İstanbul, Türkiye | Publication | May 2026

Amendments Introduced to the Guidelines on Mergers and Acquisitions

Authors: Senem Gölge Yalçın

Following the amendments to the Communiqué No. 2010/4 on Mergers and Acquisitions Requiring the Approval of the Competition Board, the Competition Board of Türkiye has revised the Guidelines on the Concept of Undertaking Concerned, Turnover and Ancillary Restraints in Mergers and Acquisitions, the Guidelines on Cases Considered as Mergers and Acquisitions and the Concept of Control, and the Guidelines on the Assessment of Horizontal / Non-Horizontal Mergers and Acquisitions.

Accordingly:

(i) The amendments to the definitions of transaction party and undertaking concerned have been reiterated: a transaction party is defined as the economic units (economic entities) to which the merging undertakings (in mergers) or the acquiring undertakings (in acquisitions) belong, whereas, for the undertaking subject to transfer, it is defined as the undertaking itself and the economic units it controls. Accordingly, the undertaking concerned refers to the persons or economic units that are the direct parties to the merger or acquisition, while the transaction party refers to the economic entity encompassing each of the merging and acquiring undertakings, and, with respect to the transferred undertaking, to itself and the economic units it controls.

(ii) With respect to transactions involving the acquisition of technology undertakings, it has been clarified that, in assessing whether the TRY 250 million threshold is met, the turnover derived from the activities of such undertakings in the fields of digital platforms, software and gaming software, financial technologies, biotechnology, pharmacology, agrochemicals, and health technologies shall be taken into account.

(iii) It is clarified that, in calculating worldwide turnover, turnover generated in Türkiye shall also be included.

(iv) For the calculation of total turnover under Article 7 of the Communiqué, within a three-year period, for each transaction, the net sales generated at the end of the financial year preceding the relevant transaction—or, if this cannot be determined, at the end of the financial year closest to the relevant date—shall be taken into account.

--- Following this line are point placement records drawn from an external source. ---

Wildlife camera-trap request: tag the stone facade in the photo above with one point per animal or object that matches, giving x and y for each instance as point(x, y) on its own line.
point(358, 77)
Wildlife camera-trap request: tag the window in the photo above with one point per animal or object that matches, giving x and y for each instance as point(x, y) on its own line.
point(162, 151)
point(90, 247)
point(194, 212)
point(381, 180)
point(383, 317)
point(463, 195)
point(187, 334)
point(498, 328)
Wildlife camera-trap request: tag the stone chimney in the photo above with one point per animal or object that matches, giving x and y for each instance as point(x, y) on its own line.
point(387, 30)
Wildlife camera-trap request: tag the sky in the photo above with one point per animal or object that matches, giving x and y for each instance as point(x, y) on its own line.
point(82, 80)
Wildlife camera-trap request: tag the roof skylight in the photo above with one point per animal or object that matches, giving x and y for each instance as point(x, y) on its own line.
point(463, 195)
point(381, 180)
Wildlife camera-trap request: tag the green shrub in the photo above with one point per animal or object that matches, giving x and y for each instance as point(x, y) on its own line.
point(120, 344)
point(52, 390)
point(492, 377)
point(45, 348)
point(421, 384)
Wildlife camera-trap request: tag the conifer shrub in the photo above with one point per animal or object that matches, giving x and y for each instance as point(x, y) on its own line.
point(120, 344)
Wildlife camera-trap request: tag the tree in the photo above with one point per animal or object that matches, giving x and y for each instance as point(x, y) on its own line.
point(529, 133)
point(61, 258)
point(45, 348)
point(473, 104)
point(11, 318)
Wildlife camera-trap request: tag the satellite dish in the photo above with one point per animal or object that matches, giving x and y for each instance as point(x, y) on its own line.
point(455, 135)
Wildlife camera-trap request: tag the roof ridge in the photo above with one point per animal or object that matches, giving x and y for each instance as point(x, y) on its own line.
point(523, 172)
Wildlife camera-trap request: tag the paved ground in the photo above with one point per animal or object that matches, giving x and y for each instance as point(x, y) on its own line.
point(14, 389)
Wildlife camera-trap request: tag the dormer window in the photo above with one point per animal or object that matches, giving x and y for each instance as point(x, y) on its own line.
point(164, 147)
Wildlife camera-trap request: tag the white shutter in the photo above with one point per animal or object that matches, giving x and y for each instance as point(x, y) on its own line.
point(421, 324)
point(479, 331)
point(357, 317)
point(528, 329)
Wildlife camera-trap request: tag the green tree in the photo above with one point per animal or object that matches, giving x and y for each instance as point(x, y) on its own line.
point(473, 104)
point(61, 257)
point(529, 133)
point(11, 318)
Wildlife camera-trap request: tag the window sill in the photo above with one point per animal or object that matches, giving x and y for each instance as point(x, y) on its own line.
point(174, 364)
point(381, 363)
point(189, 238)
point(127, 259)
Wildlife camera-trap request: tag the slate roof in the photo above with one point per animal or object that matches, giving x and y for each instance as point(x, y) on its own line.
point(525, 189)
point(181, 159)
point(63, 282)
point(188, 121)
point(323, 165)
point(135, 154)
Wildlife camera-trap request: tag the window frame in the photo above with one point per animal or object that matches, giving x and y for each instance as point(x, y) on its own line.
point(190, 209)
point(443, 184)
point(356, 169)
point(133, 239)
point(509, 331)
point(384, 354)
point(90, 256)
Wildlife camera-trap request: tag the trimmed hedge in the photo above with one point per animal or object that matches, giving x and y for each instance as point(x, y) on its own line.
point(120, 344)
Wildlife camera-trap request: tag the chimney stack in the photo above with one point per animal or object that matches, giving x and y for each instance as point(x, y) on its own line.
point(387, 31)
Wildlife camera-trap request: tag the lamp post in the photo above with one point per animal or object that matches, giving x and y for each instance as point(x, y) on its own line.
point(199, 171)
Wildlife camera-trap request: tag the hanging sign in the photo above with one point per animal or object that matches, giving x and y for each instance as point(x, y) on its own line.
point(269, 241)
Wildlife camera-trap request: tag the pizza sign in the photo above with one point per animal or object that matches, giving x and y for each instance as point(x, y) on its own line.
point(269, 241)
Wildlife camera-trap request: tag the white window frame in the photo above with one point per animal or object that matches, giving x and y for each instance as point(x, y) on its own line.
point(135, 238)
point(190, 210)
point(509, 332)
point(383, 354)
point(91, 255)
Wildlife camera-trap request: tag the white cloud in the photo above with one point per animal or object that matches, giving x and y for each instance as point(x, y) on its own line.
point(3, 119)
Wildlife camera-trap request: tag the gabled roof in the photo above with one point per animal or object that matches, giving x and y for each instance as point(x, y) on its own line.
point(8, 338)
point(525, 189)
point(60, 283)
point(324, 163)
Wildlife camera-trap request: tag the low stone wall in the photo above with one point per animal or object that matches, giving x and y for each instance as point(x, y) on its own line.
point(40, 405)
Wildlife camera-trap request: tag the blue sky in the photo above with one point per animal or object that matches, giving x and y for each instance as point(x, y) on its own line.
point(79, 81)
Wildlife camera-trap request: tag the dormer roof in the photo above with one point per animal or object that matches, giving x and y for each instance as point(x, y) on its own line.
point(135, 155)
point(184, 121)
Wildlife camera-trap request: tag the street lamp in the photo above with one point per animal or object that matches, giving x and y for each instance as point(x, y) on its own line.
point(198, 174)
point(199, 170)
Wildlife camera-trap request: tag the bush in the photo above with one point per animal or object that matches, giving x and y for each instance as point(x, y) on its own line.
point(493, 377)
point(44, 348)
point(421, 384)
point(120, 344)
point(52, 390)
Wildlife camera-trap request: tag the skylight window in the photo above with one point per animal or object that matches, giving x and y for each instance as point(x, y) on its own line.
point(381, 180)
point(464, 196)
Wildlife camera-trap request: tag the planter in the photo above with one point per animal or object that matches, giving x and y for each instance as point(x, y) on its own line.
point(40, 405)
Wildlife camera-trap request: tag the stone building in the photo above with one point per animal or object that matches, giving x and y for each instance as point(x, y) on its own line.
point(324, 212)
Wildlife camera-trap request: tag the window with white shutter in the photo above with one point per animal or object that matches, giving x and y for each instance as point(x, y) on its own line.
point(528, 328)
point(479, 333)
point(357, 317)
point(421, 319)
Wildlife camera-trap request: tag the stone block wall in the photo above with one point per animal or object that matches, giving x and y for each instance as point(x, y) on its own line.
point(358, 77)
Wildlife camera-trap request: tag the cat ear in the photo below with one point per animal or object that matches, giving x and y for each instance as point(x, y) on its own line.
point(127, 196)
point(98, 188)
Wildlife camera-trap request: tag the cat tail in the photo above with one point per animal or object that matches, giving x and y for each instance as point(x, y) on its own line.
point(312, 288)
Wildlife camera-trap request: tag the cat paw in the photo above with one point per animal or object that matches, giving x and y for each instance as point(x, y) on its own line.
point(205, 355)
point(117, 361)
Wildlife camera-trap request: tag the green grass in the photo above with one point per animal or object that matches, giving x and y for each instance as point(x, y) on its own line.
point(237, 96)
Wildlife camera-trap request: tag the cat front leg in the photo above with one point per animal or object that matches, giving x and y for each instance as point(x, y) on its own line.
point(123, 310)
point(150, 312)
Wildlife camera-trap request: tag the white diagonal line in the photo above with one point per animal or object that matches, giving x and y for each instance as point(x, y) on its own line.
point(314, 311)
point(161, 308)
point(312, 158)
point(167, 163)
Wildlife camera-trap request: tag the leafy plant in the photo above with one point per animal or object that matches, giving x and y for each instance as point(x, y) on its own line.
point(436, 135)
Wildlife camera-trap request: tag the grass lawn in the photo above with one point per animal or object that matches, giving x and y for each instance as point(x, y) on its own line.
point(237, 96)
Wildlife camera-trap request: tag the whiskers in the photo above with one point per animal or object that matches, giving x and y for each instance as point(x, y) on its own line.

(v) It has been clarified that the provision under Article 8(5) of the Communiqué—stipulating that, within a three-year period, two or more transactions carried out between the same parties or persons, or in the same relevant product market by the same undertaking, shall be considered as a single transaction for the purposes of turnover calculation—shall also apply to transactions involving the establishment of joint ventures. In addition, the starting point for the calculation of the three-year period has been specified.

(vi) The principles for the assessment of potential coordinated effects that may arise between parent undertakings as a result of a joint venture have been set out.